Littlemoss High School for Boys was a comprehensive school in Littlemoss, Droylsden, Tameside, England. It merged with Droylsden High School, Mathematics and Computing College for Girls in September 2009 to become Droylsden Academy.

Prior to the merger it educated about 550 boys and held specialist Business and Enterprise College status.

==Academic standards==
The school was under special measures from March 1998 until July 2002.

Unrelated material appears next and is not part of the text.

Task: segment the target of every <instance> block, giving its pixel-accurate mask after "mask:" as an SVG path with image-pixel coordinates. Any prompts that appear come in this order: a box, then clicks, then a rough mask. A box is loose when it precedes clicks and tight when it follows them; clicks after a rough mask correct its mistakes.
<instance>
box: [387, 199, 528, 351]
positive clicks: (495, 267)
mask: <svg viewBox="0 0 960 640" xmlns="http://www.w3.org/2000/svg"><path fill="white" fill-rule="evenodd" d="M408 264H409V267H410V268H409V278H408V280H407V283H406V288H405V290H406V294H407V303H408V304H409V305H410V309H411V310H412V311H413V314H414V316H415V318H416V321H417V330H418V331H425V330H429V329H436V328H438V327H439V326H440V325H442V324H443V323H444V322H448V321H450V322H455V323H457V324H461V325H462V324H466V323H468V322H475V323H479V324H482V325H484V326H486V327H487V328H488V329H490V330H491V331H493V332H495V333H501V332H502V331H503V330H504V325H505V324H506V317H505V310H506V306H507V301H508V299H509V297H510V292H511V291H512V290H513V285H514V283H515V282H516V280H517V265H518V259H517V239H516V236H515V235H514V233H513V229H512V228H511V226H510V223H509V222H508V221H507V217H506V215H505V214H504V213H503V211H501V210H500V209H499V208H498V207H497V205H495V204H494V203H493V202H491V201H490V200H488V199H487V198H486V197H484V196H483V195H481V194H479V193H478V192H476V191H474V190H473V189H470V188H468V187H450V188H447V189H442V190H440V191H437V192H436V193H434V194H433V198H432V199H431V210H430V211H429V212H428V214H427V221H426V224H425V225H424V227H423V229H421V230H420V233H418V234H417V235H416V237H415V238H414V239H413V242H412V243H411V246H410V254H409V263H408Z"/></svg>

After their March 2004 inspection Ofsted reported that "This is a good, effective school that has been very successful in improving the areas of weakness identified in the previous report. Very good leadership, together with the significant improvements in teaching and learning and in pupils’ behaviour, has improved standards overall, although standards are still below average." They rated the school Good, point three on a seven-point scale.

==Awards and mentions==
- Schools Achievement Award and Sportsmark in 2002.
- Mentioned in Parliament as a member of the Peacemaker Consultation Programme.

==Notable teachers==
Sarah Joynes was awarded a distinction in the North West Guardian Award for Teacher of the Year in a Secondary School in 2007.

In July 2008, Science teacher Chris Hilton disappeared on holiday in the French Alps. His body was discovered 7 months later in February 2009.

==Notable alumni==
- Howard Donald of Take That, attended Littlemoss High School between 1979 and 1984
- Dale Cregan, murderer, attended in the 90's
- Austin Cooke, FTSE 100 Business Leader, Howdens, Poundland, KFC Global, Phones 4u, attended in the 90’s

==Notes==

The photograph showing of the school prior to demolition is not Littlemoss School.
The photograph is of Manor Road Girls School.
Please update as this misinformation is now being shared on social media post in error.